I have been trying for years to be able to hold a "normal" conversation. Basically, to do small talk. I started off with a strange language problem. I was considered to have normal speech. However, I monologued. I would read a book, to the point I would memorize it. Reading is my special interest. I am obsessed with it and will do it any time I can, including eating. So close memorization is possible. When asked a question like "what do you like to do" I would say "I just read about hurricanes and.... basically spill out the entire book. This was considered cute and a sign of being smart. Meanwhile, I was frantically trying to figure out what to say. I just said what I had just been reading.
I could do request, say I wanted something but could not answer how are you. I hated the question, what did do in school today. Was I supposed to say I went to math, english , then science, the lunch, then P.E. But she my parents knew my schedule. Why were they asking?
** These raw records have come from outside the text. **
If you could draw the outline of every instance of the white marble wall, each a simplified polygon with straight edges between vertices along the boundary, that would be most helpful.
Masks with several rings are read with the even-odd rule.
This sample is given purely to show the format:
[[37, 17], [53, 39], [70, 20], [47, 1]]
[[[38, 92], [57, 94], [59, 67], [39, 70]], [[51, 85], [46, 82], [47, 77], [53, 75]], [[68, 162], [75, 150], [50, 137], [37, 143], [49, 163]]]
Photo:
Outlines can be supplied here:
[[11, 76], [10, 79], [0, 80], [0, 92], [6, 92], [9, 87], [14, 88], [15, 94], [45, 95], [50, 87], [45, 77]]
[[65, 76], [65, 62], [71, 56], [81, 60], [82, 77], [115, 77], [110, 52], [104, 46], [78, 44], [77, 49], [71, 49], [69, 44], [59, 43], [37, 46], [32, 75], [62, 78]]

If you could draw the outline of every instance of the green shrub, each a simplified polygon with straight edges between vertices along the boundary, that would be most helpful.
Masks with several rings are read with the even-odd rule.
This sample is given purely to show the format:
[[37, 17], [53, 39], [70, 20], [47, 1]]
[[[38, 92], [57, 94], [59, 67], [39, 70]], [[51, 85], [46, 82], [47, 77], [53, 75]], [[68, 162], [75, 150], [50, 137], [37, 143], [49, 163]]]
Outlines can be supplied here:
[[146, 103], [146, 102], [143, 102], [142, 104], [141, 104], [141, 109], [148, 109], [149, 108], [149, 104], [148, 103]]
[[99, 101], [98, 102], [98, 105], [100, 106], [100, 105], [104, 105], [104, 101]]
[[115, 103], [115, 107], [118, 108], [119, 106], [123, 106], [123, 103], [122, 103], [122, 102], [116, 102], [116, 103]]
This sort of thing didn't make talking easy. But I could read well. And both are verbal. So I shouldn't be having problems. But I found speech hard.
Then came my first class in a foreign language. I realized that people were supposed to hold two-way conversations. I started to memorize the rules. How are you? Fine. Where do you live? I live here. That was the typical lines both in english and the foreign language.
But I still couldn't figure out when I was supposed to let the other person talk their turn. Unless they said verbally my turn.
I just recently figured out why. It was a dozy. When I would be talking, I couldn't see. The more intense the conversation, the more likely my vision would go. Sometimes I could still see, but not with details. So the subtle non-verbal cues went over my head.
I read a book talking about an unusual perceptual problem. It was called visual agnosia. The person's vision was fine but they couldn't "see" an object. They couldn't recognize it despite the fact they should have been. There was two forms. One was where the person couldn't percieve it correctly. If asked to draw what they saw, the object didn't look like the actual object. The other type was when they could percieve it correctly, but couldn't identify it. They could draw it corectly, but they couldn't name it. They could draw, say the carrot, but did NOT know what it was.
This explained a lot. I had a habit of not "seeing" something. I would look directly at a brightly colored vehicle and then asked the owner where the vehicle was. There would be bananas in the shopping cart. I would look at it and still ask "did we buy bananas.
I also can't drive because of this. I would see, say a pedestrian, and not recognize what it was. I also have a slow processing speed. This made driving a nerve wrecking experience. I had to finally quit.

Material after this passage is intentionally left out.